Overview of Methods Framework: (A) Risk Stratification and Identification of Immunogenetic and Microbial Markers of Rapid Disease Progression in Children with Crohn’s Disease (RISK) is a prospective inception cohort study, which enrolled 1,276 pediatric patients with IBD at diagnosis at 28 sites in North America between 2008 and 2012. It includes n = 163 patients with ileal Crohn's disease and n = 42 healthy controls. These transcriptomic abundances were overlaid onto Recon3D. Recon 3D is a comprehensive human metabolic network model consisting of three-dimensional (3D) metabolite and protein structure data. (B) Flux Balance Analysis workflow. Reaction Inclusion by Parsimony and Transcript Distribution (RIPTiDe) Flux Balance Analysis algorithm was used to generate flux values for the flow of metabolites through our ileal-specific metabolic network reconstruction.
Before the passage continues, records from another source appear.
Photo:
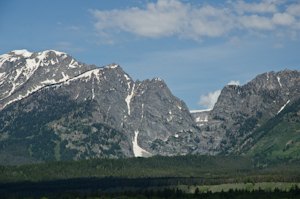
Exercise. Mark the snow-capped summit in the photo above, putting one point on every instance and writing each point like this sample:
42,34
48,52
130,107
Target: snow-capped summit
32,71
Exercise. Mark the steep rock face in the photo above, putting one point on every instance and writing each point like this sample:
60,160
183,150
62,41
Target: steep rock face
22,72
240,109
201,116
89,111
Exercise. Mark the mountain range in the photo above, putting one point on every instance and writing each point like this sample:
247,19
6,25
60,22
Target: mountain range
55,108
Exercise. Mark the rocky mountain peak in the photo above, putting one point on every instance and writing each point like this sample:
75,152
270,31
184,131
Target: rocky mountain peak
116,116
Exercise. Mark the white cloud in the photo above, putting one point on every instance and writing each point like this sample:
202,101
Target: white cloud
67,46
263,7
72,28
283,19
256,22
294,9
173,17
276,46
234,41
232,82
209,100
164,18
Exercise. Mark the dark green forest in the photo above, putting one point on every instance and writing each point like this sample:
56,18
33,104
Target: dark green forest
103,173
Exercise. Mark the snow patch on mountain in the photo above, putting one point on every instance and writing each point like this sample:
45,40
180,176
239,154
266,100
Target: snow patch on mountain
283,106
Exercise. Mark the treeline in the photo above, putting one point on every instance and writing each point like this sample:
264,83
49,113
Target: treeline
222,169
153,167
169,193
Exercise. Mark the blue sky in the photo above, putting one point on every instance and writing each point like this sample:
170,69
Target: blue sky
197,47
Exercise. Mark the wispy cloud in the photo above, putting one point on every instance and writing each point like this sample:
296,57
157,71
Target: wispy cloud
68,46
276,46
72,28
173,17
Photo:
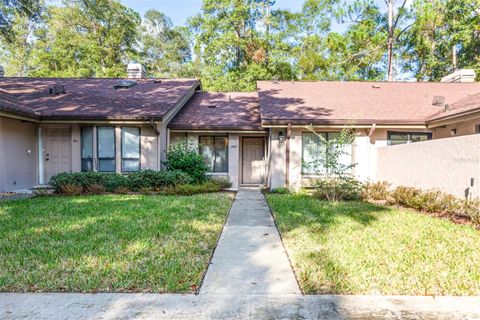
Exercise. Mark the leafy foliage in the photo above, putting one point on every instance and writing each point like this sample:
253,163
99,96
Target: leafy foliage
185,158
92,181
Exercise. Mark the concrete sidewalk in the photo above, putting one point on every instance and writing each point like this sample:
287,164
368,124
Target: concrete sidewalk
250,257
109,306
250,278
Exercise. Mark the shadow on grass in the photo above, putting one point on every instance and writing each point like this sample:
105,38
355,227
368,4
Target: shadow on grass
303,210
108,243
301,215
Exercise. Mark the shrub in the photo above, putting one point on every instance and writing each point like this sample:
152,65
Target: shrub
377,190
113,181
84,179
121,190
222,182
338,188
185,158
471,208
71,190
146,191
95,189
406,196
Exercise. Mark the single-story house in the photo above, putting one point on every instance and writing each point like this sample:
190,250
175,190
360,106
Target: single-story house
57,125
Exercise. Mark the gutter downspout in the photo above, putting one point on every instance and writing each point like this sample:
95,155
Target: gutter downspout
269,158
287,150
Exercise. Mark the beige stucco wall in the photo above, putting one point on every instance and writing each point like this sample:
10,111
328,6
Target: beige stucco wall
447,164
17,154
463,128
364,155
234,173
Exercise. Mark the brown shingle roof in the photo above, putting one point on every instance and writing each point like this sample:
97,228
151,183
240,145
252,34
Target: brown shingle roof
334,102
10,104
232,111
459,108
96,98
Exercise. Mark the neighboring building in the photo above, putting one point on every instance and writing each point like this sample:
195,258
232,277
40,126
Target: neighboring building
49,126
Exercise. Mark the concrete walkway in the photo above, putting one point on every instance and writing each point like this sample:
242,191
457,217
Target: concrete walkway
109,306
250,257
250,278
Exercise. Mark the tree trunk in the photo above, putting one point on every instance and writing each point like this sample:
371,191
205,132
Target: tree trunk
390,40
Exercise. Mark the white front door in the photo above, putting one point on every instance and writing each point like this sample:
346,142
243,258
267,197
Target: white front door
253,160
58,151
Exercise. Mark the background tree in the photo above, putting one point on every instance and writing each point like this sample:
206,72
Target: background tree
88,38
164,48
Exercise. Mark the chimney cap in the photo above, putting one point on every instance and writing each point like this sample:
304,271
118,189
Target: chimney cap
136,71
462,75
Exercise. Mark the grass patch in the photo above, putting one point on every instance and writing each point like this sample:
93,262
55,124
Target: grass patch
361,248
109,243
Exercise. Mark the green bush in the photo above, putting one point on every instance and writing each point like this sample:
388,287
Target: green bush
111,182
280,190
185,158
471,209
84,179
223,182
71,190
338,189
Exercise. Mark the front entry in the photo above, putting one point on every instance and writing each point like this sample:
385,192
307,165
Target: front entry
253,160
58,151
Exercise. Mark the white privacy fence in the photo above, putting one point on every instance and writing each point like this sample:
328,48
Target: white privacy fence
450,164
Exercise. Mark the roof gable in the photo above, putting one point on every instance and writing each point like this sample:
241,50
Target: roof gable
97,98
335,102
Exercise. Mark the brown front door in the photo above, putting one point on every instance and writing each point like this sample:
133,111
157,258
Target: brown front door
253,160
58,151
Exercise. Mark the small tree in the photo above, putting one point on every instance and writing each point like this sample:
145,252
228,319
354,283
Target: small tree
336,181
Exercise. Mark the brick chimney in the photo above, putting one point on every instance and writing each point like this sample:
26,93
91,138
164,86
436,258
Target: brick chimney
136,71
462,75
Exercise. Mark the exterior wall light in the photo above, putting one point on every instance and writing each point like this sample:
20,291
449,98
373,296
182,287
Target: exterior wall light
281,137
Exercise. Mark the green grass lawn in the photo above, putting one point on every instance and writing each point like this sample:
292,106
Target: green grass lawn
110,243
361,248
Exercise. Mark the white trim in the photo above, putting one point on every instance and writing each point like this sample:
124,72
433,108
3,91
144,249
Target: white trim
261,132
378,126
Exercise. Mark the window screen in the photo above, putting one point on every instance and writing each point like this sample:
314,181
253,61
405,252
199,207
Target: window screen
106,149
87,148
214,150
315,153
130,149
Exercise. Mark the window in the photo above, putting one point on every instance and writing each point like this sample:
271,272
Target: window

RIPTiDe generates stoichiometric equations for reactions and utilizes the transcriptomic expression of critical enzymes and metabolites to quantify flux within a specific disease state. A growth constraint is built into this algorithm to identify the reactions most efficient in generating biomass. (C) Random Forest Classifier Overview. Discriminating reactions between CD patient subtypes were determined using Random Forests (RF). The RF classifier used multiple classification trees to sample a given dataset and asked a series of T/F questions related to flux values to "learn" which metabolic reaction fluxes distinguished Crohn's disease versus normal tissues.